Cities in Florida contain large and growing Haitian communities that contribute to the rich diversity of the region. An examination of the health profile of the country of origin and an understanding of health beliefs, practices, and structural constraints in the social context of immigration are key concepts to inform thinking about the potential gravity of a health issue and how best to approach intervention design. The elements suggest a need for an interdisciplinary team of healthcare providers, community partners, and academic researchers to address social, cultural, political, clinical, and public health aspects that combine to affect the disease process in immigrant populations.

This article describes the process of linking national directives to local needs through community partnerships and engagement using effective health education and outreach strategies in the Haitian community in Tampa, FL. Most women participants in the outreach and education programs were Haitian immigrants, as opposed to women of Haitian ethnicity born in the Unites States. The use of a systematic model for designing audience-appropriate cancer communications is presented. The five-pronged approach illustrates the importance of various factors that contribute to successful interventions in community outreach programs. The example provided in this article is specific to breast cancer education but can be applied to other subject matter across the spectrum of cancer care.

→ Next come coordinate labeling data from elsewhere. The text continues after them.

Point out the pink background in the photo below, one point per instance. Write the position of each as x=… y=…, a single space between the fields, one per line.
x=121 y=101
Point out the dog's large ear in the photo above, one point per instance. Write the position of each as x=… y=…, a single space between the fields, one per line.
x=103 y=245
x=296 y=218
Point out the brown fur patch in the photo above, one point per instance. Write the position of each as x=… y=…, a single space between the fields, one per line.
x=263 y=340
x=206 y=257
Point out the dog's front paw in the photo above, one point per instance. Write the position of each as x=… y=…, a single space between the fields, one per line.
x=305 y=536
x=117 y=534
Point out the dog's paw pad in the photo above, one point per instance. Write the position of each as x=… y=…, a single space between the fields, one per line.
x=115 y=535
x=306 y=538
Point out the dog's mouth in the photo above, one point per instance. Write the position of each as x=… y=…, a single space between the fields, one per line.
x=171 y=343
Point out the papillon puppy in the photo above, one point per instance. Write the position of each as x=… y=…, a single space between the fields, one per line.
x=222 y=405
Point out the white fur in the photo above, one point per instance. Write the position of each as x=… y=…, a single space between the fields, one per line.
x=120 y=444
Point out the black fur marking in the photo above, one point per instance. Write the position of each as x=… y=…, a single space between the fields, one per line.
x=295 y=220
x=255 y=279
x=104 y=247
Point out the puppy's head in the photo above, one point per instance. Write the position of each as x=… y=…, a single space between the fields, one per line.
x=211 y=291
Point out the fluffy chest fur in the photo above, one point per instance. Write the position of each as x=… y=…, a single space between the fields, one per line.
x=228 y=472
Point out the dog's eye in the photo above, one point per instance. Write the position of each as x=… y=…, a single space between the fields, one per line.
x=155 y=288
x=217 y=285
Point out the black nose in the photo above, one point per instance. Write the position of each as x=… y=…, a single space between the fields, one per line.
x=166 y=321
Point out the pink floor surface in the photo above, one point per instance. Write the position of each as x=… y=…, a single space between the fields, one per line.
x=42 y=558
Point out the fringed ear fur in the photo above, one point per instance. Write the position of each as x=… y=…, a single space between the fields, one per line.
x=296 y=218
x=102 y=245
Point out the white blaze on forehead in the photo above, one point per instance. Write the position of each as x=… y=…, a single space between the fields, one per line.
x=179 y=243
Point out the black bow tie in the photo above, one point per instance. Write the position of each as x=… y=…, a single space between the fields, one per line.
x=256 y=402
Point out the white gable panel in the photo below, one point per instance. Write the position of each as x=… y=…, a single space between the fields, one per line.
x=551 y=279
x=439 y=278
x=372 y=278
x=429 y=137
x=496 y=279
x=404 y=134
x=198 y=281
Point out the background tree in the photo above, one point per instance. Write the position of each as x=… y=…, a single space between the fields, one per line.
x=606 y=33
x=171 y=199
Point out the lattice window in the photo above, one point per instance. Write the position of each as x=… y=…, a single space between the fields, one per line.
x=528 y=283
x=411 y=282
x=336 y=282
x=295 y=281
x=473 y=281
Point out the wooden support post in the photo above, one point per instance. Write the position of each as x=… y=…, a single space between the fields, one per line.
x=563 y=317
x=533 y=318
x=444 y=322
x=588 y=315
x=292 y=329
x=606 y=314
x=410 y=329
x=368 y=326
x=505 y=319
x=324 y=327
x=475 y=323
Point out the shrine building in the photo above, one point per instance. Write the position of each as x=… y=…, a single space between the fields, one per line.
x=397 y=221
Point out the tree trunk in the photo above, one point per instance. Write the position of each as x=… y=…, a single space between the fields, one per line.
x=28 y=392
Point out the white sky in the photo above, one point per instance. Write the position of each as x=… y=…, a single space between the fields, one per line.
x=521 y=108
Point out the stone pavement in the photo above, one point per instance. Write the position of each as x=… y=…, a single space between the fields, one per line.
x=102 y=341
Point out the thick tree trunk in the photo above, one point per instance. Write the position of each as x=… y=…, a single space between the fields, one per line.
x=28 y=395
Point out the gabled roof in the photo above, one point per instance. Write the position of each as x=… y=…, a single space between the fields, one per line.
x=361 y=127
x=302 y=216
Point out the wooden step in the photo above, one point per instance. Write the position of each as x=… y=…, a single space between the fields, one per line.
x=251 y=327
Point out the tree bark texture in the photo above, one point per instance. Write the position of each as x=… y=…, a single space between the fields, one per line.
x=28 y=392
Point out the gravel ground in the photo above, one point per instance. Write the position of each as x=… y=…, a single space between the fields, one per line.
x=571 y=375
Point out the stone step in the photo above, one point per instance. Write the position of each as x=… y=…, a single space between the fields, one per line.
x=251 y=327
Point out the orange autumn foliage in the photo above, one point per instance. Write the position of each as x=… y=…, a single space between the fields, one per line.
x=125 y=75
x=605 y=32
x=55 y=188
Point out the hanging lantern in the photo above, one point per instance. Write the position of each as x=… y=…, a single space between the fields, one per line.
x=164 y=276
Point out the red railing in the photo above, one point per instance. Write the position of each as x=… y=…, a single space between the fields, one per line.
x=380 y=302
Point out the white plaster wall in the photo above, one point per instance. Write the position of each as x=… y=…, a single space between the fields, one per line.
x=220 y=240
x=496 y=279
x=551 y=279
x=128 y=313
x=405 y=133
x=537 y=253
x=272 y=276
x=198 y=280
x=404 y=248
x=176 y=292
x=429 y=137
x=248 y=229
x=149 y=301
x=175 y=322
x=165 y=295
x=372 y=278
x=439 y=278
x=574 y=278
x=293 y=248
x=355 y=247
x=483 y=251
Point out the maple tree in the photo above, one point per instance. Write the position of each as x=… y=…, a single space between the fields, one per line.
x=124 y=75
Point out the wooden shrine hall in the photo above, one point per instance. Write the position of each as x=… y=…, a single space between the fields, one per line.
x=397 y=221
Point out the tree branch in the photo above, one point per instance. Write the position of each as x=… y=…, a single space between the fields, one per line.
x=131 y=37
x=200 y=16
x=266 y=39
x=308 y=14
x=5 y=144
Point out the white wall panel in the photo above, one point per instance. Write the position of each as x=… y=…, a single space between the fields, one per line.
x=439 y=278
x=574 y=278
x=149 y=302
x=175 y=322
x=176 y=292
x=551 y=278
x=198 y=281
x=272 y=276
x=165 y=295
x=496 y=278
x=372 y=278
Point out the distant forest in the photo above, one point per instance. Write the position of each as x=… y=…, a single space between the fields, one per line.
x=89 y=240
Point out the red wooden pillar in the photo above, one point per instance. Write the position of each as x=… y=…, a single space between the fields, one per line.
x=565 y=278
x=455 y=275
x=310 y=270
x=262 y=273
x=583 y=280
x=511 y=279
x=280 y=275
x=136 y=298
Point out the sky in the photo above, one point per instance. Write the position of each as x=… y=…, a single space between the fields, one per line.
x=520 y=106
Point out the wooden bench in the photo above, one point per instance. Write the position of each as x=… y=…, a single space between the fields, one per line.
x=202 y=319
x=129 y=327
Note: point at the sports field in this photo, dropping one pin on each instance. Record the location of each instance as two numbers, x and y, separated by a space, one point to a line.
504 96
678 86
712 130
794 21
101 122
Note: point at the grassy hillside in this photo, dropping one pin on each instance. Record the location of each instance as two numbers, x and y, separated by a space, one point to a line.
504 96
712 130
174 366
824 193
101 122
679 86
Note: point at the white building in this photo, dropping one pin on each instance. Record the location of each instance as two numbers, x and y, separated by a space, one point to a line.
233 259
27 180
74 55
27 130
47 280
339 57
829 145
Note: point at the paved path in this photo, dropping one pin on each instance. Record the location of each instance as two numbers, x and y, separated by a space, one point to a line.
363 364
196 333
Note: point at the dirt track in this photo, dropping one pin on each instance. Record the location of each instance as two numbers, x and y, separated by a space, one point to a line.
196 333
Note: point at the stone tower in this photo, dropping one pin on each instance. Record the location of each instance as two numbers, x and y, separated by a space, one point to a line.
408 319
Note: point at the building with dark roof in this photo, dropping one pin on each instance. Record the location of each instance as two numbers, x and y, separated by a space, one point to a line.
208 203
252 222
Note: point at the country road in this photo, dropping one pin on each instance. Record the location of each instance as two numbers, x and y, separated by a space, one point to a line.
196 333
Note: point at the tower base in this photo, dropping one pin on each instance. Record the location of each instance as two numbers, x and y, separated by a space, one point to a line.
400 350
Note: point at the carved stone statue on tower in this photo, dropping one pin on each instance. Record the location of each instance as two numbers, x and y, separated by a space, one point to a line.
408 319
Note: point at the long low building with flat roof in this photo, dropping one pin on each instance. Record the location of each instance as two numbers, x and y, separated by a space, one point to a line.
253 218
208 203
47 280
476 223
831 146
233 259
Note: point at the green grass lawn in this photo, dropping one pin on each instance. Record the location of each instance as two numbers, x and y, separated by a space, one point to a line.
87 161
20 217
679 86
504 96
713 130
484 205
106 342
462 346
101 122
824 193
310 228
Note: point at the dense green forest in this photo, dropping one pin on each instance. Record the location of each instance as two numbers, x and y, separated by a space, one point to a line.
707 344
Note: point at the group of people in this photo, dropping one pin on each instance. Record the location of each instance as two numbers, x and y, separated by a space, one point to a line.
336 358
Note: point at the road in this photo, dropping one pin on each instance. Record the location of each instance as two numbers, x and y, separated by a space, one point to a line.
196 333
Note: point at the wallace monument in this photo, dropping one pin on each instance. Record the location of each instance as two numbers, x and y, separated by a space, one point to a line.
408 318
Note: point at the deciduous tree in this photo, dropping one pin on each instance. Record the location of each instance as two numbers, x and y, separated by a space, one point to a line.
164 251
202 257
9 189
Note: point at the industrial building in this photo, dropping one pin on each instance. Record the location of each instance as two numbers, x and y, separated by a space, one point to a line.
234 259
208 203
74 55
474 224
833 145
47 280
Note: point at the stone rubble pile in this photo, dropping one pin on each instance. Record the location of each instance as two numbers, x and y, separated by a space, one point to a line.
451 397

Bridging National Directives to Local Efforts

National efforts to reduce cancer disparities through the implementation of local-level programs that can reach medically underserved, socially marginalized communities are in development. Cancer education outreach in the local Haitian community is part of broad community education and outreach at Moffitt and is integral to the Tampa Bay Community Cancer Network (TBCCN). TBCCN is one of 25 community network programs in the country funded by the National Cancer Institute’s Center to Reduce Cancer Health Disparities. All community network programs are charged with reducing cancer disparities by partnering with community-based organizations, local health departments, faith-based groups, adult literacy centers, and other such agencies to design, implement, and evaluate community-based cancer education interventions and screenings. Because Florida has a sizeable and growing Haitian immigrant community, outreach to the local Haitian community is a foci of TBCCN.

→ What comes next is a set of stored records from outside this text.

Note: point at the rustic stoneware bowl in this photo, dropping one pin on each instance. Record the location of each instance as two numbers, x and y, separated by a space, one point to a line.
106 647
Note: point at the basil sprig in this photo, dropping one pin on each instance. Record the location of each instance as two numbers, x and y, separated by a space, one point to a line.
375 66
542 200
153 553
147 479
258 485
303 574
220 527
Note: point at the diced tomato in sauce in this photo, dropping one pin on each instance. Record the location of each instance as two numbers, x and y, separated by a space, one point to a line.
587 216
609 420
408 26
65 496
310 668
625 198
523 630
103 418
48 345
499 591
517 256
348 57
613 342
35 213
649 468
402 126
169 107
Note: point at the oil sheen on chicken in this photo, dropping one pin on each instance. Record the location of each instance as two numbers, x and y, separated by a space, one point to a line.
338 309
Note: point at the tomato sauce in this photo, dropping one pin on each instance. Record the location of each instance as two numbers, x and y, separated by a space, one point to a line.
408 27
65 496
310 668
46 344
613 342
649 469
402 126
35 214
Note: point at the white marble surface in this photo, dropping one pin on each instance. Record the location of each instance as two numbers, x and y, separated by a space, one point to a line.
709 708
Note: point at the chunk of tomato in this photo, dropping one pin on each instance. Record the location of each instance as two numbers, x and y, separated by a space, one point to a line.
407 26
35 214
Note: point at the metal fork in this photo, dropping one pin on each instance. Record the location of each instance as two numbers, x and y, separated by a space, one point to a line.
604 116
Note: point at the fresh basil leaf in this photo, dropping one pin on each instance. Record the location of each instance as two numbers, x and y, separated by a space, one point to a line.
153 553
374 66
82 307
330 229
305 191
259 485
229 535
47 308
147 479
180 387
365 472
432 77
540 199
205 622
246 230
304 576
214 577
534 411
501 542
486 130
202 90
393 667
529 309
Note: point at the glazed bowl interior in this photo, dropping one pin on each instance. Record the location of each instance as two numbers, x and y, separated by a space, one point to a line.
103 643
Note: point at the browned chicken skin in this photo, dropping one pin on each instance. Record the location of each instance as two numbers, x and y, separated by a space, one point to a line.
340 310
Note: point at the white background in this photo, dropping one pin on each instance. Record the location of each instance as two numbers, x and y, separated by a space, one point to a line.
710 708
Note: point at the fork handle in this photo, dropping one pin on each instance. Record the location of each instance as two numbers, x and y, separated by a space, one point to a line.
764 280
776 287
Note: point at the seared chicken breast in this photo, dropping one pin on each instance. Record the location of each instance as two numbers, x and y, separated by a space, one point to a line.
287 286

Interventions aimed to reduce cancer or health disparities in Haitian immigrant communities must include an examination of the intersection of culture, literacy, language proficiency, preferred learning modalities, and the sociopolitical context of immigrant status. Intervention design must be guided by the context of community members’ lived realities, which is best understood by soliciting community advice to guide health promotion efforts (Meade, Menard, Martinez, & Calvo, 2007). In addition, a participatory approach that emphasizes community input and involvement at all phases of an intervention provides the groundwork for sustainable interventions and encourages community involvement, engagement, and ownership of health programs, particularly in cross-cultural contexts (Minkler, 2000; Wallerstein & Bernstein, 1994). Therefore, interventions must be congruent with culturally mediated definitions of healthiness and the social realities of what puts a community at risk.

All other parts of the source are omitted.